大公は先ほどとは違う、気の抜けた様子で笑う。

ロイドはアメリアの魔法に触れない事で彼女の重要な事を大公へ告げる。


「…あの子はアスターの遺産を既にいくつか手に入れているようです」

「…そうか…のう、ロイド。客室を開けてくれ。少しの間滞在させてもらってもいいか?」


諦めたように大公は天井を見上げる。

ロイドは一つ頷くと騒ぎに駆けつけてきた使用人に客室を大公が使用する事を伝え準備に移らせた。未だアークは沈んだままだ。


「構いませんよ。のびているアークを少し鍛えなおして下さい。ここ数日の間でライラから闇打ちされそうになっているらしく、怪我が視察前に見た時より増えています」

「なんじゃそれ!ライラのやつが……まさか!今度はあのちびちゃんに!?」

「お察しの通りですよ…」

「全く…色々苦労するな、あのちびちゃんは…。そうだロイド、入口に他の使用人達も居ったが、わしはアークを追いかけて来ちまったから悪い事をした。後で謝っといてくれ。にしてもアークや!起きんかっ!」


ごりごりと靴の裏でアークの頭を踏みつけて起こす。

気絶していたアークがばっと起き上がり、目の前の腰に手をあて呆れている女性に勢いよく頭を下げた。


「アグリア様っ!申し訳ありません…っ」

「構わん。主人の危機を察知してこの部屋に駆け付けたんじゃろ?わしを放置したとしてわしが怒る事は何一つない。むしろお前の行動は正しい。が!精霊魔法もつかっとらんのに簡単にわしに沈められて長々と気絶するんはなぁ?んー?」

「いやそれは…っ」


――あなた様が規格外の強さなんですよ!!!

アークの頬から汗が滴り落ちる。緊張から生み出されている汗だ。

それほどにアグリアと呼ばれた女大公の気迫は凄まじい。

同じ国の出身のアークだからこそ感じる彼女の膨大な精霊力。


「荷物運んだらお前の事、鍛えなおしたるから準備しとけ」


にっこりと皺を作り微笑まれたアークは心の中で悲鳴を上げた。

そんな二人のやり取りをくつくつと笑いながら、ロイドはこの執務室の修復費をライラとアークの給料から差し引く事に決めたのだった。


◇◇


一方アメリアは部屋に戻った瞬間に、震えだし腰に巻きついてきたライラに心底困り果てていた。
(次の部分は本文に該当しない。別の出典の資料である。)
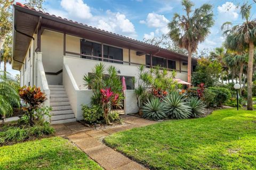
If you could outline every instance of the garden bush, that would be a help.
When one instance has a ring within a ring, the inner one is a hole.
[[[98,123],[103,118],[103,113],[100,106],[93,105],[92,107],[89,107],[86,105],[82,105],[82,110],[83,113],[84,120],[87,123]]]
[[[203,99],[207,107],[215,107],[217,104],[215,102],[216,94],[211,90],[205,89],[204,92]]]
[[[151,97],[142,106],[143,117],[154,121],[161,120],[166,117],[164,103],[161,99]]]
[[[49,135],[54,132],[54,129],[48,122],[33,127],[6,125],[0,132],[0,145]]]
[[[201,100],[193,97],[189,98],[188,102],[191,109],[191,117],[200,117],[202,115],[205,114],[205,105]]]
[[[119,114],[117,113],[117,112],[116,112],[116,111],[110,112],[108,114],[108,120],[110,122],[113,122],[114,121],[118,120]]]
[[[212,87],[209,89],[216,94],[215,102],[217,106],[221,106],[231,98],[230,91],[227,88]]]
[[[187,118],[191,114],[189,103],[178,91],[168,94],[164,98],[164,103],[167,115],[171,118]]]

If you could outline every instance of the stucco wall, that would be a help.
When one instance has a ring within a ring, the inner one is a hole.
[[[57,72],[62,69],[63,33],[45,30],[41,37],[41,51],[45,72]]]

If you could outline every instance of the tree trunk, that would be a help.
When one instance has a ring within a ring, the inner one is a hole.
[[[191,83],[191,51],[190,45],[188,45],[188,82]],[[189,84],[188,86],[188,88],[191,87],[191,85]]]
[[[252,110],[252,69],[253,65],[253,55],[254,52],[254,45],[253,42],[249,42],[249,58],[248,60],[248,68],[247,71],[247,109]]]
[[[234,83],[234,77],[235,77],[235,73],[234,73],[234,71],[232,71],[231,72],[231,80],[232,83]]]
[[[220,73],[220,77],[221,78],[221,83],[223,84],[223,70],[221,70],[221,73]]]
[[[4,41],[5,40],[5,37],[0,37],[0,51],[3,49]]]
[[[240,69],[239,70],[239,84],[242,87],[242,76],[243,75],[243,70],[244,69],[244,63],[240,64]]]

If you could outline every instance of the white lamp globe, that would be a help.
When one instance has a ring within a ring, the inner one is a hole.
[[[241,88],[241,86],[240,86],[239,84],[236,83],[236,84],[235,84],[235,85],[234,85],[234,88],[235,89],[239,89]]]

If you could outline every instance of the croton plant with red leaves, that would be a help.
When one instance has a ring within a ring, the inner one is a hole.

落ち着かせる為に頭を撫でてはいるが、ライラは壊れた機械人形のようにぶつぶつと「アグリア様怖い強い怖い」とガタガタと小刻みに震え呟いている。

あの女性の名前はアグリアなのだとアメリアは知る事ができ、そしてライラにとって怖い人なんだなと呑気に思っていたのだった。


さて。アメリアは何か大事な事を忘れているのだが、彼女はまだ思い出せないでいた。